Twelve-month use of mental health services in four areas in Japan: Findings from the World Mental Health Japan Survey 2002–2003


Yoichi Naganuma, PSW, MSc, Department of Mental Health Administration, National Institute of Mental Health, National Center of Neurology and Psychiatry, 4-1-1 Ogawa-Higashi, Kodaira, Tokyo 187-8553, Japan. Email:


Abstract  The aim of the present study was to provide basic descriptive data regarding utilization of 12-month mental health services in the Japanese community population. Face-to-face household surveys were carried out in four areas (two urban cities and two rural municipalities), and a total of 1663 persons participated (overall response rate: 56.4%). For data collection, the structured psychiatric interview, World Mental Health version of the World Health Organization Composite International Diagnostic Interview (WMH-CIDI) was used, allowing DSM-IV diagnoses, severity, and service utilization. It was found that 7.3% of total respondents had received any service, either professional or non-professional, in the past 12 months, including 20.0% of those with 12-month DSM-IV disorders and 6.2% of those without.

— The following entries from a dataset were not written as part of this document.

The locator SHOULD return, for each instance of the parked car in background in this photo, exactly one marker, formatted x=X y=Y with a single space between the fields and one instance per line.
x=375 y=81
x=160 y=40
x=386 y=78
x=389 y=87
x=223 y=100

Thirty-three percent of those with any mood disorder used any service, and 26.8% of those used some type of health care. The probability of people with 13–15 years of education receiving mental health treatment was fourfold higher than those with ≥16 years of education. Gender, age, or income were not found to contribute to utilization of mental health services. The results confirm that the majority of people with a recent psychiatric disorder have not used mental health care or other support systems. The mental health care system in Japan has improved over the past decade, but not enough for people suffering from mental disturbances.